Closure is a very important threshold for mastering Javascript from the human door to the depth. It is a difficult and characteristic of the Javascript language. Many advanced applications rely on closures for implementation.
Closure-ubiquitous
In front-end programming, using closures is very common. We often use closures intentionally or unintentionally, directly or indirectly. Closures make data transmission more flexible (such as processing click events)
! Function () {var localData = "localData here"; document. addEventListener ('click', // external local variables are used for processing click events, for example, localData function () {console. log (localData );});}();
Another example is as follows: (is it very kind ~~)
!function() { var localData = "localData here"; var url = "http://www.baidu.com/"; $.ajax({ url : url, success : function() { // do sth... console.log(localData); } }); }();
Let's take a look at an example ~~ This is what we usually call the closure.
function outer() { var localVal = 30; return function(){ return localVal; } } var func = outer(); func(); // 30
In this example, outer () is called to return the anonymous function (), which can access the local variable localVal of outer ().
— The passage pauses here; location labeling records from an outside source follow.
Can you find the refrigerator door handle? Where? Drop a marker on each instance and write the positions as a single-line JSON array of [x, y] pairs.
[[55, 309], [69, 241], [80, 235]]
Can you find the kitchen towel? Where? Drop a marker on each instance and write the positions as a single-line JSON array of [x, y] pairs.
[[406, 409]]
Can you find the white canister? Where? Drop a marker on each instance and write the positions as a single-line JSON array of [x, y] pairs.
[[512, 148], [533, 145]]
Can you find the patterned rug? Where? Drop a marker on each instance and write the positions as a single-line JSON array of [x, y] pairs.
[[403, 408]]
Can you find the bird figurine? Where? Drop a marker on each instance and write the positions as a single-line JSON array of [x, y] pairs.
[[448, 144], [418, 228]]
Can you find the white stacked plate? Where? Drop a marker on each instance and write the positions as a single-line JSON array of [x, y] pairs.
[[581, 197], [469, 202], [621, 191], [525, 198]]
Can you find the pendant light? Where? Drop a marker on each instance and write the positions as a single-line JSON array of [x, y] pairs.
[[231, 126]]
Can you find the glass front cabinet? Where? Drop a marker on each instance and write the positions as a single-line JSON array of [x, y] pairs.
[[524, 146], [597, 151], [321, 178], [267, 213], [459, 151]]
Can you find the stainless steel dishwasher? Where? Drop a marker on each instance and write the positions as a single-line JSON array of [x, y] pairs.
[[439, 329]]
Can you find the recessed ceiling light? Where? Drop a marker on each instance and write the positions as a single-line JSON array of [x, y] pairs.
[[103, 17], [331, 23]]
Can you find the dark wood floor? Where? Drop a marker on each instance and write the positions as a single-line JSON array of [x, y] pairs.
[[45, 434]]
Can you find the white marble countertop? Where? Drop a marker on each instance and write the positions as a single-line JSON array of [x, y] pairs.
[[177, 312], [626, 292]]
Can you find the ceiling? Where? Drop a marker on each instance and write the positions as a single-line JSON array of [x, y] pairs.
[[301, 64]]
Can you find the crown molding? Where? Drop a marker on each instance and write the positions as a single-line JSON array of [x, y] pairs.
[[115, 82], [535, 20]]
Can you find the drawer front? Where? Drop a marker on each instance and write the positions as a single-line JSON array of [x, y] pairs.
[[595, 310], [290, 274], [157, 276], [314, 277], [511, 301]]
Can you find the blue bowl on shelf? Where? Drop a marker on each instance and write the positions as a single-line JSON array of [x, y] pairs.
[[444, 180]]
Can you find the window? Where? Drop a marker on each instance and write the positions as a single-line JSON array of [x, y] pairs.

After outer () is called, when you call func () Again, you can still access the local variable localVal of outer ().
Closure concept
A closure is different from a common function. It allows a function to access non-local variables when the function is called out of the lexical scope immediately. -- Wikipedia
A closure is a function that can read internal variables of other functions. -- Ruan Yifeng
In Javascript, only the subfunctions in a function can read local variables. Therefore, you can simply understand the closure as a function defined in a function ".
Therefore, in essence, closure is a bridge connecting the internal and external functions of a function.